Rock Hudson stars as Dr. Paul Holliston, a widower who specializes in the use of chemicals to stimulate fetal development. After successfully experimenting on a dog fetus, which matures to adulthood in the space of a few days, Paul repeats the experiment on a human embryo. Thus he begets Victoria (Barbara Carrera), a beautiful young woman who grows from fetus to twentysomething in the space of a month. Once Paul arrests her rapid growth, he educates her and introduces her to the world, concealing the secret of her birth from everyone except Victoria. Predictably, the two develop feelings for each other, and Paul happily satiates Victoria’s curiosity about sex. (As if you couldn’t have guessed, she’s hot.) Unbeknownst to Paul, however, the dog he created develops violent tendencies—so when Victoria discovers she possesses built-in abnormalities that might prove fatal, it’s no surprise that she goes on a rampage. (Paul’s inability to recognize danger signs is one of the movie’s biggest logical lapses.)
As directed by skillful journeyman Ralph Nelson, Embryo is okay on a scene-by-scene basis; among other things, Nelson does a fine job of turning Paul’s lab into a forbidding place simply by using shadows.
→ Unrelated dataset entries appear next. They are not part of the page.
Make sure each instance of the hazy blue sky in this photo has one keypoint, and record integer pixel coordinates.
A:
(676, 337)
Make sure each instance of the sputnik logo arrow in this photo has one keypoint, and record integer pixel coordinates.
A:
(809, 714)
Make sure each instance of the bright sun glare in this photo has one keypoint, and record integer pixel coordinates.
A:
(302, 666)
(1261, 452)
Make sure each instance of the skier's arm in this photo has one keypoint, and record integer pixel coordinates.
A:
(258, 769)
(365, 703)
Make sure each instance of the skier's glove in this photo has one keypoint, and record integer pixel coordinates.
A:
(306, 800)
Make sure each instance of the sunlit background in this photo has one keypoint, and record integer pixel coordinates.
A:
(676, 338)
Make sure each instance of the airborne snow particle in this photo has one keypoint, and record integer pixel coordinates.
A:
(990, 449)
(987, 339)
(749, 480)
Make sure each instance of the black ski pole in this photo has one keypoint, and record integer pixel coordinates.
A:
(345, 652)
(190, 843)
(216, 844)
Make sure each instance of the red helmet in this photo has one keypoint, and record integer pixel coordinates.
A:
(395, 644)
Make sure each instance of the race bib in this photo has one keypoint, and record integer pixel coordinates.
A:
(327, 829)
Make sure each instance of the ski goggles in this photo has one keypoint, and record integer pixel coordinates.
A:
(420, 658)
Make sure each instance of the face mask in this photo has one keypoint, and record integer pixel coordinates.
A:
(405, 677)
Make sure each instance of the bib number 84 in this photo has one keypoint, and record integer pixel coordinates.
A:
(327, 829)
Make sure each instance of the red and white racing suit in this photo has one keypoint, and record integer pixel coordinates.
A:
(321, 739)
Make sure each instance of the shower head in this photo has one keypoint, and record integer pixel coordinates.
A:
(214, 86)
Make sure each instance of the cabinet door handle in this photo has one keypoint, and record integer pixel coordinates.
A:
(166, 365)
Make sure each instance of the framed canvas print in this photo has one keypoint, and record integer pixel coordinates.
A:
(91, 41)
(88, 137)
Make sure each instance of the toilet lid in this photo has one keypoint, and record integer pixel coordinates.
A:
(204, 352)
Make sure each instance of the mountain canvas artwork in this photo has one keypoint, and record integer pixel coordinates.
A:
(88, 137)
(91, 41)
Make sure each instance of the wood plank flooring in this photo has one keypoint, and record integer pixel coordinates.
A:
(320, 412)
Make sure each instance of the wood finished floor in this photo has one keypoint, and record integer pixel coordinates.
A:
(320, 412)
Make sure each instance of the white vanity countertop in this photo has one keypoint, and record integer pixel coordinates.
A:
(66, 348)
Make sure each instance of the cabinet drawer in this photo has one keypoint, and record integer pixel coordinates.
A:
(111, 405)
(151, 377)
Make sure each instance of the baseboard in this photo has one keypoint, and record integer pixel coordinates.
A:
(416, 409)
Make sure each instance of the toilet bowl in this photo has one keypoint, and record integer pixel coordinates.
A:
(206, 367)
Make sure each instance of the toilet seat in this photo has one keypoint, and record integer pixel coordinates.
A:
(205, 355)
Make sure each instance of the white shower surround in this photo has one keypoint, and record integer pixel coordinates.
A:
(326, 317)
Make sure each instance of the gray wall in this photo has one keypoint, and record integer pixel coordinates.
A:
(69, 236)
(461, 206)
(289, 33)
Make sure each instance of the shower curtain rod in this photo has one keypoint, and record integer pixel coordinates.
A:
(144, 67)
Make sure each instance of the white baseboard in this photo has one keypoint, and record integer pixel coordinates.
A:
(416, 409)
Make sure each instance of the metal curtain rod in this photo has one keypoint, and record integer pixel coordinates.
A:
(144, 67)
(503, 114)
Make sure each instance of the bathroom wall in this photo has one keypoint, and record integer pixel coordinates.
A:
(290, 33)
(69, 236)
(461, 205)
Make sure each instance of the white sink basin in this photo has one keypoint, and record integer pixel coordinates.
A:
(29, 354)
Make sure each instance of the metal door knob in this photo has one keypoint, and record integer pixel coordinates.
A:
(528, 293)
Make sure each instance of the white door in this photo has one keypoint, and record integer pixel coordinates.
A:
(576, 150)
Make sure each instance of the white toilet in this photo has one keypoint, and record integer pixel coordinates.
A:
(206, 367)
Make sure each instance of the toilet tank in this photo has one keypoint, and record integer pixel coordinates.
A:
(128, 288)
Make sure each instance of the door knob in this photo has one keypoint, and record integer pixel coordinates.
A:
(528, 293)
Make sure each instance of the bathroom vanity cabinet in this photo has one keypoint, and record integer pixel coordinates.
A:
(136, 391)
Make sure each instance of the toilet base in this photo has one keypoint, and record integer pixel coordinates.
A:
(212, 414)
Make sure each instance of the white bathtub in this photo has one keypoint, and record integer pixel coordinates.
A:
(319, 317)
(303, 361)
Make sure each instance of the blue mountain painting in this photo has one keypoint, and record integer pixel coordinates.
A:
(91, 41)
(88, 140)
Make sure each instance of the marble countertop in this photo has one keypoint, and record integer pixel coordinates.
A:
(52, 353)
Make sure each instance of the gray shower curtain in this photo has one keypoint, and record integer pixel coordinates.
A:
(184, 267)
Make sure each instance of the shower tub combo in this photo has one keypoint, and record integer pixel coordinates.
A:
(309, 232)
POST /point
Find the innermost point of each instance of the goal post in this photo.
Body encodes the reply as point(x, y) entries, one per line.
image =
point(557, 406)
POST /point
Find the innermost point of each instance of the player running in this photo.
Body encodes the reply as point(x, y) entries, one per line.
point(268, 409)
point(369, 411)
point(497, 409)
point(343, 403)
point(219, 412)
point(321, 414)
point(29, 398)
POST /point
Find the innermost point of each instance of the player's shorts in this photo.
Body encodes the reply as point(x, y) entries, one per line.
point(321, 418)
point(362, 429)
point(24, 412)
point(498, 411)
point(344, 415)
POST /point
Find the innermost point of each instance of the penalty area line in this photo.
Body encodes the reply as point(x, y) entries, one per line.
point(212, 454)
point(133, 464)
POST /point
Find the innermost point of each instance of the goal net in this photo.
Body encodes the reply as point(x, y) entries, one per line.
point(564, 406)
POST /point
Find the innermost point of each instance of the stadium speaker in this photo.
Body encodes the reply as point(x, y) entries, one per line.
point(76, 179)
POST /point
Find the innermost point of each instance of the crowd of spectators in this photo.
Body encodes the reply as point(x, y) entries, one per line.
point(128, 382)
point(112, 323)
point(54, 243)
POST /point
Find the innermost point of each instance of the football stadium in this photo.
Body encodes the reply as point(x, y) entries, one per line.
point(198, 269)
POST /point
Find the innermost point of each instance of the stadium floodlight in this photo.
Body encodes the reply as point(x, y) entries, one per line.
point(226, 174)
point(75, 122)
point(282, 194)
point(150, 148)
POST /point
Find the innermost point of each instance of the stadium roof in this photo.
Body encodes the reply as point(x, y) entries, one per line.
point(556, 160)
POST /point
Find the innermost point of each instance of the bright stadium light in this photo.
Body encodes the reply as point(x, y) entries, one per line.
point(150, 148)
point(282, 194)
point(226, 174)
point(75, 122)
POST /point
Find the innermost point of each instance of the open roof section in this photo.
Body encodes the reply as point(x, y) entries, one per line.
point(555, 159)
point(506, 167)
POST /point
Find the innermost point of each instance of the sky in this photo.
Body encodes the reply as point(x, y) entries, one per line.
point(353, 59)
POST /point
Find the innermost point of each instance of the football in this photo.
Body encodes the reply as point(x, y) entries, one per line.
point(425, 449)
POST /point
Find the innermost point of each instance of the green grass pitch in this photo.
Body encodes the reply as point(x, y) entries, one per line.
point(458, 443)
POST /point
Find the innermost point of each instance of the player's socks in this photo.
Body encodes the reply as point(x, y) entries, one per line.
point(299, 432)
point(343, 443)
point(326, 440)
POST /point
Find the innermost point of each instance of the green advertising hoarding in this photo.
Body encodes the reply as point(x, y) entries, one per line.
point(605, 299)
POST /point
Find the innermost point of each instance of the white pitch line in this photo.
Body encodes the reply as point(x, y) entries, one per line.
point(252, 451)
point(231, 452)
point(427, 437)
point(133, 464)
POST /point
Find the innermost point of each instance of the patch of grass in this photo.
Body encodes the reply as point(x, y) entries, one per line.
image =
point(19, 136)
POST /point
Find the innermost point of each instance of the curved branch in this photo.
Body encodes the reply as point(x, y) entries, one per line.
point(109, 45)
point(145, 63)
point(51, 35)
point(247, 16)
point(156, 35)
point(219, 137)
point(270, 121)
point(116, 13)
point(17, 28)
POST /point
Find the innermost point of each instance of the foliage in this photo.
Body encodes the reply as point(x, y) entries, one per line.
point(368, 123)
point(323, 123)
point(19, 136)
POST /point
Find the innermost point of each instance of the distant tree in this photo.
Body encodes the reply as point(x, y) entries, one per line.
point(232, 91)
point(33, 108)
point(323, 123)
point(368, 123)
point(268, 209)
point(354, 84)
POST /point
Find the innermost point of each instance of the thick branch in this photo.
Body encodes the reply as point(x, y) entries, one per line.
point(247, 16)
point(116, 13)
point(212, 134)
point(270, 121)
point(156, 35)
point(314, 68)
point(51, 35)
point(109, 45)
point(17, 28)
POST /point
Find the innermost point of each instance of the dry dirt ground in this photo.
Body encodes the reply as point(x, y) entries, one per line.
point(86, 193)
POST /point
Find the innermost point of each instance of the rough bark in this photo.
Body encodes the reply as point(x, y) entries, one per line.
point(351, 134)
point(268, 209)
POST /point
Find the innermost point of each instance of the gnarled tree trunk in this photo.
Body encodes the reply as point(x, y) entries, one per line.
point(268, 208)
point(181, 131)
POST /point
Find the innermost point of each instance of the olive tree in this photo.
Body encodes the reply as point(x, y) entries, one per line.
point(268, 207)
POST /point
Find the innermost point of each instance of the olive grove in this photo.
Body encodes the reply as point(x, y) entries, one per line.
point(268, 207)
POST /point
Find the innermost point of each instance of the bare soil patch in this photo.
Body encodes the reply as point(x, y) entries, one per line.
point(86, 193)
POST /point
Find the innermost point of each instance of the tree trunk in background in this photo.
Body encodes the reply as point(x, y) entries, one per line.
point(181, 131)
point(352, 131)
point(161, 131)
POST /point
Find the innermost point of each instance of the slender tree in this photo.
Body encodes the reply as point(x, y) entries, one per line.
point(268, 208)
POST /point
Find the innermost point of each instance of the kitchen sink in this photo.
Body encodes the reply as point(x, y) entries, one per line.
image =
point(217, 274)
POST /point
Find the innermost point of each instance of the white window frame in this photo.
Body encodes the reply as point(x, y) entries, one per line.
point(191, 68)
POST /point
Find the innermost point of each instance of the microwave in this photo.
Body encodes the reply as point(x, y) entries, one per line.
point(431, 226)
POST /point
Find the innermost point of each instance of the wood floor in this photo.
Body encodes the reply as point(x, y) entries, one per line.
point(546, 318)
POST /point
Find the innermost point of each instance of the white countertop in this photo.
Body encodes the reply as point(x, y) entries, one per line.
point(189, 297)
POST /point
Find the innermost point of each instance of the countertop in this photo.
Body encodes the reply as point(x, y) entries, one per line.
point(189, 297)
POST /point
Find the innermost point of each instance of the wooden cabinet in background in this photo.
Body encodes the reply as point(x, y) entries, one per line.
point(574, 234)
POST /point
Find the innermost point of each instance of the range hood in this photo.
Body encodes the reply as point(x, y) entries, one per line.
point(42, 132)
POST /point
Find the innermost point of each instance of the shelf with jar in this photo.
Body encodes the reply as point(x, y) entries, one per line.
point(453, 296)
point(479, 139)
But on a macro level, Embryo falls apart. Subplots are handled poorly, with plot twists overly telegraphed and rich veins left unexplored. Leading lady Carrera’s performance is another weakness—appearing in one of her first movies, she’s pretty but unconvincing. (Hudson is merely okay, hitting his marks with crisp professionalism.) It’s tempting to say that Embryo is ripe fodder for a remake, since a more exciting version of the story is easily envisioned, but it’s also possible that this middling interpretation is as strong a treatment as the hokey premise deserves.